Irish festival keeps the family in mind

According to folk legend, the Irish had lots of fun at Finnigan’s wake. There will be neither row no

According to folk legend, the Irish had lots of fun at Finnigan’s wake.

There will be neither row nor ruction at the Saratoga-Wilton Elks Club on Sunday, but Chris Bergman expects Irish men, women and children will wake the dead at “Irish Family Festival 2011.”

“The idea behind the festival is to offer families an alternative to celebrate the St. Patrick’s Day holiday,” said Bergman, president of the Saratoga Ancient Order of Hibernians, Commodore John Barry Division 1. “It’s an afternoon party from 3 until 7 p.m. We have Irish dancing and food available. It’s an alternative to the stereotypical pub crawl.”

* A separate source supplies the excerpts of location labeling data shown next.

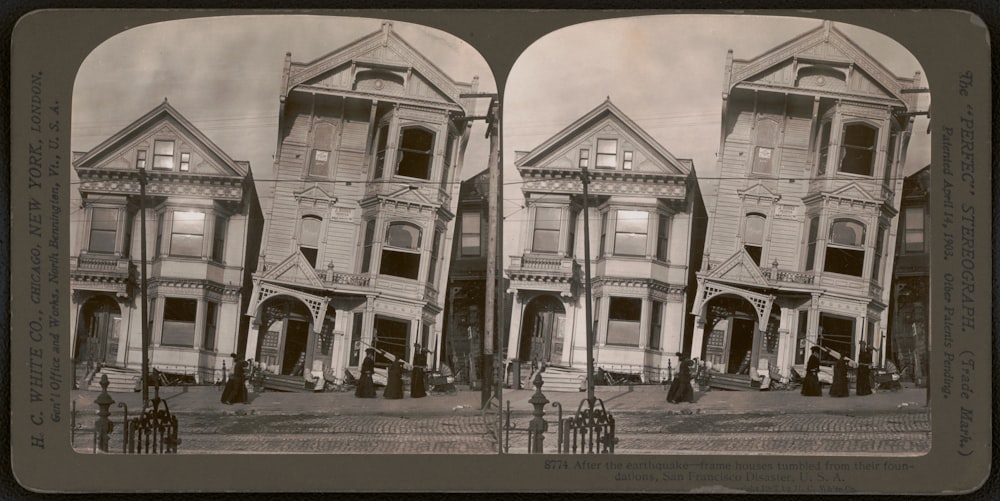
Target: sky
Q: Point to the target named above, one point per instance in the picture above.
(664, 72)
(224, 75)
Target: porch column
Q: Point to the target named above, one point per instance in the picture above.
(252, 336)
(786, 342)
(699, 337)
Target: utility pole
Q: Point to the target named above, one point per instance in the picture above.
(143, 288)
(491, 354)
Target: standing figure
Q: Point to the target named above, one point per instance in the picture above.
(810, 385)
(394, 381)
(680, 388)
(235, 391)
(366, 386)
(839, 388)
(417, 389)
(864, 384)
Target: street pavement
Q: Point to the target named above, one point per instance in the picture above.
(728, 422)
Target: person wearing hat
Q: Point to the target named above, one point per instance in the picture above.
(810, 385)
(417, 388)
(366, 386)
(235, 391)
(680, 388)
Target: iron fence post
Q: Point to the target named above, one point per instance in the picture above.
(538, 426)
(103, 424)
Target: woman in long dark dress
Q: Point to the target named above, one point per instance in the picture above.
(417, 389)
(839, 387)
(810, 385)
(366, 386)
(394, 381)
(235, 391)
(864, 386)
(680, 387)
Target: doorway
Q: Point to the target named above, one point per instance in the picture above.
(294, 354)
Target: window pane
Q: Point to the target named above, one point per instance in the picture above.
(189, 222)
(310, 231)
(754, 231)
(847, 233)
(623, 321)
(178, 322)
(859, 149)
(415, 153)
(547, 218)
(400, 264)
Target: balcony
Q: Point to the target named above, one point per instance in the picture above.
(103, 265)
(775, 276)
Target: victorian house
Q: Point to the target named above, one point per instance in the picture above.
(203, 227)
(370, 143)
(647, 223)
(908, 342)
(799, 245)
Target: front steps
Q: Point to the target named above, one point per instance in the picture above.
(563, 379)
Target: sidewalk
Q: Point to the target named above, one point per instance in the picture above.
(619, 399)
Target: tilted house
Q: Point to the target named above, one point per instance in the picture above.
(203, 227)
(371, 140)
(646, 220)
(799, 245)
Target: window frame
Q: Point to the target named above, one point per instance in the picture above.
(545, 230)
(630, 233)
(404, 148)
(109, 230)
(413, 254)
(847, 250)
(302, 244)
(605, 159)
(845, 149)
(167, 158)
(632, 322)
(172, 310)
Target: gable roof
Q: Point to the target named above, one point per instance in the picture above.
(163, 113)
(827, 44)
(606, 111)
(382, 48)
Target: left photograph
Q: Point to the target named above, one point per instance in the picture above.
(275, 220)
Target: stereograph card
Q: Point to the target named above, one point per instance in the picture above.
(606, 251)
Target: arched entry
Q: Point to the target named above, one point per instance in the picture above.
(735, 341)
(543, 330)
(99, 329)
(287, 342)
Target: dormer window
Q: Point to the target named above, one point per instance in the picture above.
(163, 154)
(416, 147)
(607, 153)
(401, 251)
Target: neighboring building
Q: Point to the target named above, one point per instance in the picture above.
(203, 227)
(908, 343)
(814, 135)
(646, 235)
(466, 302)
(371, 140)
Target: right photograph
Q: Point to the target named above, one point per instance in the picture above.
(724, 220)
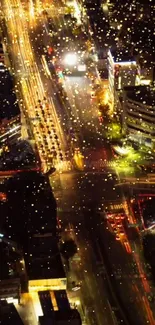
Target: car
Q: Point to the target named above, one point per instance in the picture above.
(93, 95)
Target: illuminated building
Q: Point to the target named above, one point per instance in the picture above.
(138, 114)
(10, 124)
(44, 265)
(10, 268)
(121, 12)
(65, 317)
(9, 314)
(122, 71)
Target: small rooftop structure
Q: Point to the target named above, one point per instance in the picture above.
(143, 94)
(120, 56)
(67, 317)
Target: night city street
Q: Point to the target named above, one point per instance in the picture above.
(77, 162)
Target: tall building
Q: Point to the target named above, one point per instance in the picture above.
(122, 71)
(139, 114)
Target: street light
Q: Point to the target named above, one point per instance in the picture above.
(71, 59)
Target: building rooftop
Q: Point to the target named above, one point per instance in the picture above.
(70, 316)
(142, 94)
(122, 55)
(44, 261)
(9, 314)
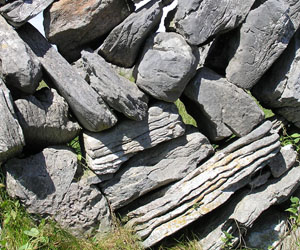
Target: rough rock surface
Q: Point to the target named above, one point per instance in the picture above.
(19, 66)
(167, 162)
(106, 151)
(20, 11)
(87, 106)
(167, 65)
(70, 26)
(45, 119)
(11, 135)
(222, 108)
(122, 45)
(199, 20)
(118, 92)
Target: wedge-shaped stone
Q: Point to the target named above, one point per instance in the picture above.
(88, 107)
(167, 162)
(106, 151)
(222, 108)
(206, 188)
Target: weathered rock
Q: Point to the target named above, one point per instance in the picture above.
(19, 66)
(199, 20)
(118, 92)
(167, 162)
(206, 188)
(261, 41)
(19, 12)
(71, 26)
(11, 135)
(122, 45)
(106, 151)
(45, 119)
(222, 108)
(87, 106)
(167, 65)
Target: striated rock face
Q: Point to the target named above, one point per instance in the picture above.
(106, 151)
(70, 26)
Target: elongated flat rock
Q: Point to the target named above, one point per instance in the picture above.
(106, 151)
(87, 106)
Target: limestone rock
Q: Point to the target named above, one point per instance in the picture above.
(167, 162)
(106, 151)
(222, 108)
(45, 119)
(87, 106)
(118, 92)
(71, 26)
(167, 65)
(122, 45)
(19, 66)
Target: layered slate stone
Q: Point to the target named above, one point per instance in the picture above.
(11, 135)
(199, 20)
(106, 151)
(122, 45)
(87, 106)
(156, 167)
(71, 26)
(118, 92)
(167, 65)
(222, 109)
(45, 119)
(20, 68)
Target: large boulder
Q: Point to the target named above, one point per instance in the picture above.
(71, 26)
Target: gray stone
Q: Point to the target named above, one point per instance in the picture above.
(11, 135)
(19, 12)
(122, 45)
(199, 20)
(156, 167)
(45, 119)
(167, 65)
(19, 66)
(87, 106)
(106, 151)
(71, 26)
(118, 92)
(222, 108)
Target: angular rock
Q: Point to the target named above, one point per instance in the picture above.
(45, 119)
(19, 66)
(199, 20)
(156, 167)
(87, 106)
(122, 45)
(19, 12)
(11, 135)
(106, 151)
(167, 65)
(222, 108)
(71, 26)
(206, 188)
(118, 92)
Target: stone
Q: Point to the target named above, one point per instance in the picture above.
(88, 107)
(118, 92)
(20, 68)
(45, 119)
(19, 12)
(11, 134)
(167, 65)
(222, 108)
(200, 20)
(106, 151)
(156, 167)
(123, 44)
(71, 26)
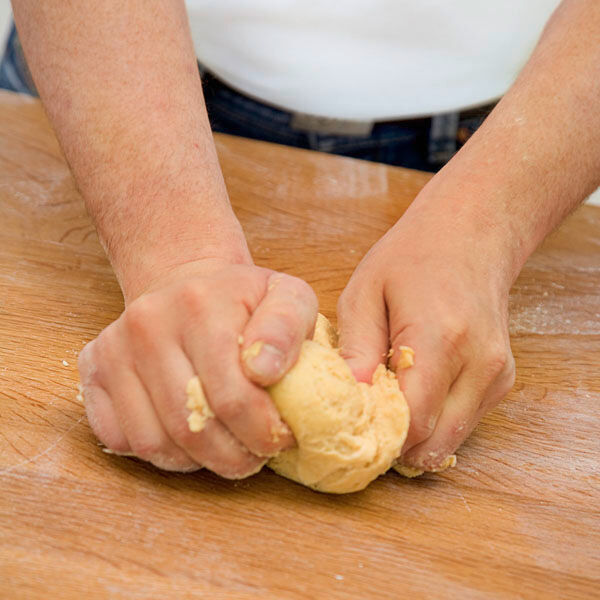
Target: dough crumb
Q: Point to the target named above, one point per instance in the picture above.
(406, 471)
(407, 357)
(252, 351)
(197, 404)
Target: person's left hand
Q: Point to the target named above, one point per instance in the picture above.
(438, 288)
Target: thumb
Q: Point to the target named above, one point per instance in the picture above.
(362, 322)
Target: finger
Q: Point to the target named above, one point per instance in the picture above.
(139, 422)
(274, 334)
(103, 419)
(469, 399)
(243, 407)
(364, 338)
(427, 382)
(166, 370)
(98, 406)
(214, 446)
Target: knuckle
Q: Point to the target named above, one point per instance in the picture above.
(148, 448)
(230, 409)
(242, 465)
(139, 316)
(422, 429)
(284, 329)
(181, 433)
(300, 289)
(454, 334)
(193, 297)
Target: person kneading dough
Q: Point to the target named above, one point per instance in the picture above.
(347, 433)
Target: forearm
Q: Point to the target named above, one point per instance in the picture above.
(536, 156)
(120, 83)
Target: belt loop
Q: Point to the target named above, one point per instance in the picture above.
(442, 137)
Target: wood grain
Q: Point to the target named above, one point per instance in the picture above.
(519, 517)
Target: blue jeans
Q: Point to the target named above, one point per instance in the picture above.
(425, 144)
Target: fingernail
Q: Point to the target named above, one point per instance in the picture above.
(264, 360)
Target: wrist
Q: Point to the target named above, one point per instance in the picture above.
(140, 269)
(468, 230)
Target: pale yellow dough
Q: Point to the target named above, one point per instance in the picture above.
(347, 433)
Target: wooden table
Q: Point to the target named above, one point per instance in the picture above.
(519, 517)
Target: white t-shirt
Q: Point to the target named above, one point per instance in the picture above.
(368, 59)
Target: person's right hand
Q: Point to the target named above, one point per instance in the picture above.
(198, 321)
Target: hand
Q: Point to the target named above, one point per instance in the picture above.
(443, 292)
(134, 374)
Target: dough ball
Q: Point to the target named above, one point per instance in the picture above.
(347, 433)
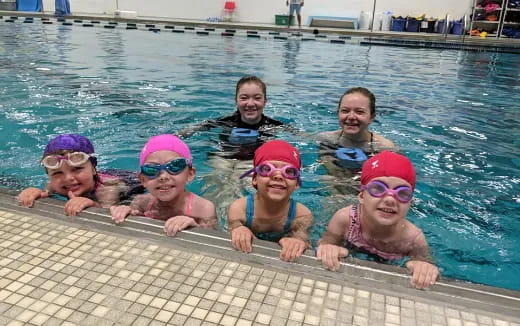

Corned beef sandwiches and light fare will be sold. Duo John Cromie and Paul Quinn will perform, along with a large “session” group of musicians and singing members of the Saratoga Springs High School Drama Club.

Like the Old Country

The first party was held a few years after the Hibernians re-established their chapter in Saratoga Springs in 1999. About 300 attended last year’s eighth session. “We usually fill the room,” said Bergman, who lives in Clifton Park.

Irish Family Festival 2011

WHERE: Saratoga-Wilton Elks Club, 2 Elk Way, Saratoga Springs

WHEN: 3 to 7 p.m. Sunday

HOW MUCH: $5; free for children 12 and under.


Bergman said Hibernians wanted to host an event that members and the community could bring their families to. The pub atmosphere is the right one for the gathering, Bergman added, because that’s how folks and families gather in Ireland.

“It wouldn’t be unheard of to have entire families at pubs, they were gathering places,” he said. “A lot of family members played instruments and danced, they’d get together there and do that. We’re trying to keep that tradition alive.”

Bergman said the party also gives people in the community a chance to learn a bit about the Hibernians. If anyone asks, he or she will find out John Barry — for whom the division is named — is often described as the “father of the American Navy.”

“I’m not sure if there are any ties locally, but he was an Irishman who gave his life and career to naval endeavors,” Bergman said.

They may also discover the Ancient Order of Hibernians’ national convention was held in Saratoga Springs in 1906.

Bergman hopes visitors mostly discover a good time.

“We try to get our name out there to let people know who we are,” Bergman said. “We’re in Saratoga, we donate to local charities and host festivals like this to show what the Irish spirit is all about.”